Hamaholics Anonymous

Saturday 23rd September 2000
Dak the Hamster reports on a self-confession group of hamster owners


There's a certain truth behind the assertion in the human world that a pet owner can become almost identical in looks to the pet which they own. Even truth in the statement by psychoanalysts around the world that a prospective pet owner may choose a pet based upon the characteristics which they can see and identify in it as being something which are their own. Proof for such an assertion has already been well-documented and I'm indebted to Cesar dogfood for their well photographed scientific treatise on the subject, the first three photos of which I've used here.

But how much could we say that the pet owner actually becomes like the pet they own? I mean, while characteristics may be inherent within the animal that's bought, just how much could it be said that, for instance, the dog's tendency to lift it's leg beside a tree to relieve itself will be copied by the owner who eventually buys it? These are difficult questions to answer and ones which the scientific world are still struggling to come to terms with. However, lately there's been what can only described as a plague of groups appearing all over both America and the UK who meet together weekly and try to give one another support as they struggle to come to terms with their inner rodent.

I am, of course, referring to Hamaholics Anonymous, a branch of which I attended just the other week in a small suburb of Chevy Chase just round the corner from where the GFO lives. Whether the GFO was actually present or not is difficult to determine for most of the attendees prefer to wear draped hoods about their heads and put on strange voices for fear that their identity will be discovered.

As I sat at the back taking notes, a young lady rose to her feet with her head bowed - but covered - and began with the stammering admission:

'Hello, my name is Martha and I'm a ham-aholic...'

It had happened gradually, of course, as most addictions do, but it was one which was, nevertheless, tragic.

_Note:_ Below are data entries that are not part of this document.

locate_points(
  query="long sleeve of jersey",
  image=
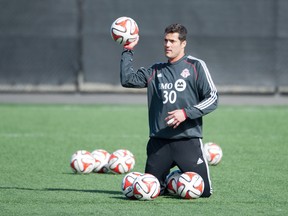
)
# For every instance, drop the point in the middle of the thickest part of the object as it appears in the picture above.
(128, 77)
(208, 96)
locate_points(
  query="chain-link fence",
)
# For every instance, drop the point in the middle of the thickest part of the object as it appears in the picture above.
(65, 45)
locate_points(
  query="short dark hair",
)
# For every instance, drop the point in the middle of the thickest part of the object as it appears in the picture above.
(177, 28)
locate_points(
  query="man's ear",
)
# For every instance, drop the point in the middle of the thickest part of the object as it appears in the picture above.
(183, 44)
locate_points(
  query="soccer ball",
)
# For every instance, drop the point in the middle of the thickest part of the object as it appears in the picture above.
(171, 181)
(82, 162)
(146, 187)
(121, 161)
(190, 185)
(101, 159)
(213, 153)
(124, 30)
(127, 184)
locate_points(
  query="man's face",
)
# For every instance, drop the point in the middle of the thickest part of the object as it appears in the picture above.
(174, 48)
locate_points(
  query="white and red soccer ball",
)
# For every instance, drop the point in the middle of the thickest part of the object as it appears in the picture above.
(101, 160)
(190, 185)
(124, 30)
(146, 187)
(121, 161)
(82, 161)
(127, 184)
(213, 153)
(171, 181)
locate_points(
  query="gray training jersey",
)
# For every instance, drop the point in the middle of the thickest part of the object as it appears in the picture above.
(185, 84)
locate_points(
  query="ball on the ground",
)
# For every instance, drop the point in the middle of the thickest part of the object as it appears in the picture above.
(146, 187)
(124, 30)
(213, 153)
(82, 162)
(127, 184)
(171, 181)
(101, 159)
(121, 161)
(190, 185)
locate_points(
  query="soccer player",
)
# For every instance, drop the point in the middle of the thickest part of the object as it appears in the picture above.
(180, 92)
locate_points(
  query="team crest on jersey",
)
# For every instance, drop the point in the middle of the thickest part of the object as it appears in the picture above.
(185, 73)
(180, 85)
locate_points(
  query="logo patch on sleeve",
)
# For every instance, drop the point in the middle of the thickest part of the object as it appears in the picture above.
(185, 73)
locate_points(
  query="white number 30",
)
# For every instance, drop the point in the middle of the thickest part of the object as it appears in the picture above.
(170, 97)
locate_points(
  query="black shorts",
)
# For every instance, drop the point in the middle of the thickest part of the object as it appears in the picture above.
(187, 154)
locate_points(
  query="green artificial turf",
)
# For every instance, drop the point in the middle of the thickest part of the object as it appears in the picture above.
(37, 142)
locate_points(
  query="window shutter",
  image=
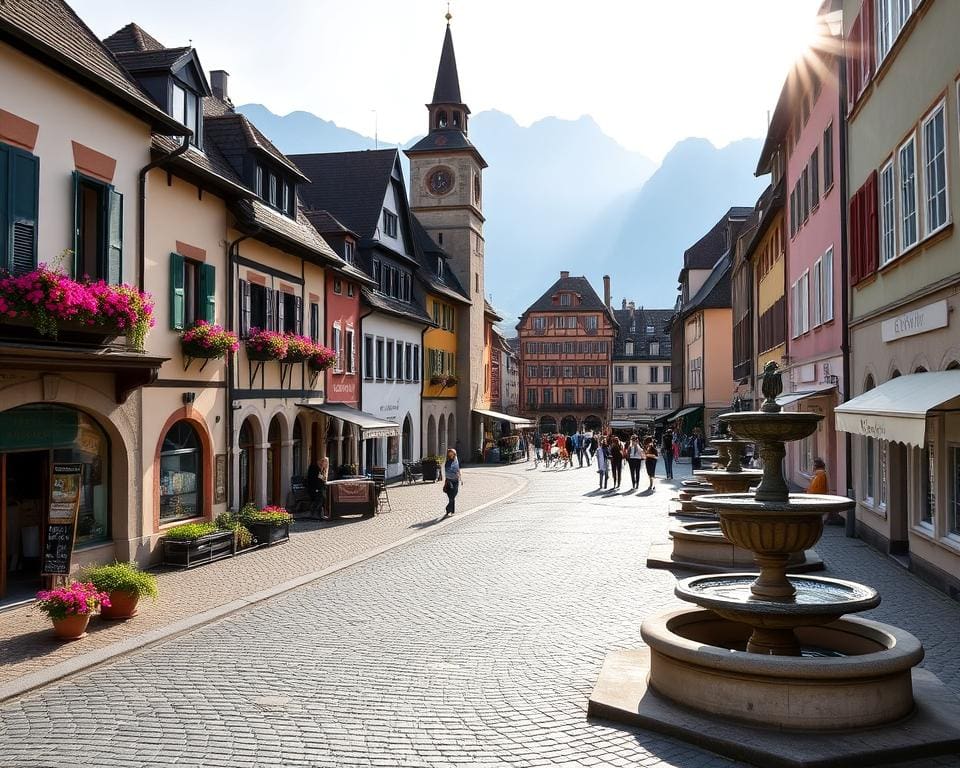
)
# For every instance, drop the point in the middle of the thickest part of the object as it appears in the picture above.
(23, 204)
(872, 224)
(271, 309)
(244, 308)
(114, 236)
(177, 295)
(208, 292)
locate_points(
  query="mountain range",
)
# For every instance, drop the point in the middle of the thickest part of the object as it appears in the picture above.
(562, 195)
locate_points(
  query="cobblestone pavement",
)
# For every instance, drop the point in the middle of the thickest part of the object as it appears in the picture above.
(26, 640)
(475, 646)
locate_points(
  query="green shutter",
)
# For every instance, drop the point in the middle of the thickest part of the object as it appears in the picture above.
(177, 296)
(114, 236)
(24, 205)
(208, 292)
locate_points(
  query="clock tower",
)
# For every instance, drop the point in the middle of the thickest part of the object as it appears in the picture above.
(446, 195)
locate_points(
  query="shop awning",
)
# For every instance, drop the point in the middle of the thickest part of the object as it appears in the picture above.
(370, 425)
(897, 409)
(517, 421)
(815, 391)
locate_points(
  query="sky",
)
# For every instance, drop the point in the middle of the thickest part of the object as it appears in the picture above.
(649, 72)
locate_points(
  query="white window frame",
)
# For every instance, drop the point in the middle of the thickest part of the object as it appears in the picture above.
(939, 108)
(904, 244)
(888, 213)
(826, 300)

She had been a successful lawyer in LA and had given in to her daughter's request for a pet rodent about two years' previously. However, on days' off when her daughter was in Summer Camp, she tried, albeit hesitantly, one of the hamster's sunflower seeds - then, a yogurt drop - and a hamster hoop - until, within a very short space of time, she was dragging her mattress around the floor to find the most comfortable position to sleep at night and pouching her evening meals to eat later in bed.

This story was typical, however, and is by no means strange.

Many of the hamaholics had also felt compelled to join the mailing list known as 1hml and to take on a hamster identity as they contributed observations and articles to the group's readership, pretending to be not just their own dear pet but other, fictitious ones, with names that were as strange as they were distressing. To one, they were 'Maty' or 'Yarash' (Gosh! Those names sounded familiar...now who was it I'd read as using them just the other day?), to another Fluffy Bernadette the hamster psychologist and, what was more alarming to me, was that there were a few Daks in the room that seemed to have associated themselves with me! I didn't blame them, it was just that I found it disturbing...

The evening was growing late and I could see the humans become fidgety, an increasing amount of squeaking going on as the night had worn on. Two brown clad hamaholics were fighting in one of the corners over a Vitacraft stick - a wild berry one, of course - while a husband and wife shared a hamster hoop between themselves in the time-honoured manner of Russians of both grabbing it by the teeth and pulling. A thin metal tube which projected from a water dispenser in the middle of the room was now being drunk from by an increasing number of attendees before they went in search of the most inconvenient place to pee over the floor and relieve themselves there.

Having returned to the relative tranquility of the Rodent Weekly Offices, I punched in 'hamaholics' in Altavista and was immediately greeted by a string of newsgroup references and web pages that expressed the liberation that had come from denying the inner rodent no longer and of going public with the obsession. One GFO - and it smacked of the GFO I knew from her last visit here - had been recorded as saying on 1hml that

'We encourage, rather than eliminate, the addiction'

something which sent a chill down my back and caused my toes to curl. Was there no end to this obsession? Was there no way to prevent innocent humans from being sucked into this cult? And what next? Would there be some mass suicidal exodus to a supposed 'Great Hamster Wheel in the Sky' as a meteor approached in some not too distant future?

I gave my head a long groom as I contemplated the problem - this was bigger than I'd thought...

Dak the Hamster writes for the Rodent Weekly.
This article appears courtesy of that paper.